De l’irlandais au turc

Bien que la dernière langue adoptée par l’UE soit le croate en 2013, l’étude de cas la plus utile à examiner est probablement l’adoption de la langue irlandaise.

Bien que l’irlandais ait obtenu le statut de langue de travail en 2007, ce n’est que 15 ans plus tard que cela est entré en vigueur. Ce retard est dû à un manque de personnel de traduction ; il n’y a qu’un peu moins de 2 millions de locuteurs irlandais en Irlande, même si le manque de ressources technologiques a également entravé la pleine adoption de la langue.

En partie à cause de cela, en 2017, l’irlandais était la langue la plus chère de l’UE, coûtant jusqu’à 42 € (39 £) la page pour les traductions. Le Parlement européen a dépassé son budget de plus de 3 millions d’euros la même année.

Alors que le catalan est parlé par environ 10 millions de personnes, le basque et le galicien pourraient souffrir de dépassements de coûts à l’irlandaise et de pénuries de traducteurs. Le basque en particulier, une langue isolée et considérée comme la langue la plus ancienne d’Europe, n’est parlé que par environ un million de personnes.

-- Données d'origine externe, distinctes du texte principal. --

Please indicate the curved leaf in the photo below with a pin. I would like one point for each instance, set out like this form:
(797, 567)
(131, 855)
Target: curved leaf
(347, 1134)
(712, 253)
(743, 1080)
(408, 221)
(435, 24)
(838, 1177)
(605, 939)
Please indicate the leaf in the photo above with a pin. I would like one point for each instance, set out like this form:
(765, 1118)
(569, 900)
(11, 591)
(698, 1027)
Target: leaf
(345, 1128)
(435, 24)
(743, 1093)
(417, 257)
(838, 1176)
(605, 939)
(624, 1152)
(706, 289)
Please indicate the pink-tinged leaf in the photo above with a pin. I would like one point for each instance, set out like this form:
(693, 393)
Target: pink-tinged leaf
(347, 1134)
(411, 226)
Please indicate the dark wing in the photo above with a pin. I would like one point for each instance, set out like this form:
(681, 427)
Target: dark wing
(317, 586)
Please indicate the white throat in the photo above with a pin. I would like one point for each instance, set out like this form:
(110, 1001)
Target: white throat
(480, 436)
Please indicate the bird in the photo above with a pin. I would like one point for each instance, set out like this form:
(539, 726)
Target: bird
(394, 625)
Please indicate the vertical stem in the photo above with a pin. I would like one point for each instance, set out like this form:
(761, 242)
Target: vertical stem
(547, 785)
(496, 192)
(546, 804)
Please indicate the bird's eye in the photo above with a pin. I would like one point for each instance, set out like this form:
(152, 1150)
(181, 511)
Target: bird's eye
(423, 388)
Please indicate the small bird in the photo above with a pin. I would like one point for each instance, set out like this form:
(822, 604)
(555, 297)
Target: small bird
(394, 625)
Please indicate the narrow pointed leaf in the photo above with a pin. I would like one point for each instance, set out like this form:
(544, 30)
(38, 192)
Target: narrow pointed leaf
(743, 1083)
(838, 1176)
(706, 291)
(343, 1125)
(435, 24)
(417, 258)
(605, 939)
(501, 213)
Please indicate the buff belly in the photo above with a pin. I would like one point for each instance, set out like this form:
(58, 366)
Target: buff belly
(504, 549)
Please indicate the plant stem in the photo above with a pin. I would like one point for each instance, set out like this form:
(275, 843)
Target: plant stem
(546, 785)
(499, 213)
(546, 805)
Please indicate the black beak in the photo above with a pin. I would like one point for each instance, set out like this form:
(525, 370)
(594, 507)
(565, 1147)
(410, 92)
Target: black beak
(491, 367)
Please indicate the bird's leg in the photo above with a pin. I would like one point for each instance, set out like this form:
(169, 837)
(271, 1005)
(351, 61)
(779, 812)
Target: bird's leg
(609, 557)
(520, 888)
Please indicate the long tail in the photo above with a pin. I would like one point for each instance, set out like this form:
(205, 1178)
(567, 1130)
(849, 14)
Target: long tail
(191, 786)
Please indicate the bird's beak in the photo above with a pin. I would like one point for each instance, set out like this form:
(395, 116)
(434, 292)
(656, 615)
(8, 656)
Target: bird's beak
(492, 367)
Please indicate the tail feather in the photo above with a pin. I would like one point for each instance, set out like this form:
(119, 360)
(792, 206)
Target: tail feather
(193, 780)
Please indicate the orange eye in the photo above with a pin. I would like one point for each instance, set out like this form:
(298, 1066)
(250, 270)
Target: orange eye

Cependant, l’UE a l’habitude de se taire lorsqu’il s’agit de questions relatives à l’adoption de nouvelles langues officielles. Début 2016, Chypre a demandé à l’UE de reconnaître le turc comme langue officielle, dans le but de stimuler son processus de réunification. Sept ans plus tard, aucune institution européenne ne s’est prononcée sur la question de l’adoption du turc.

Pourtant, cette situation pourrait très bien convenir à Sánchez. Il a montré son soutien aux partis régionaux en envoyant cette lettre, mais leur adoption étant donné que les langues de l’UE sont désormais un problème à Madrid, c’est désormais un problème à Bruxelles.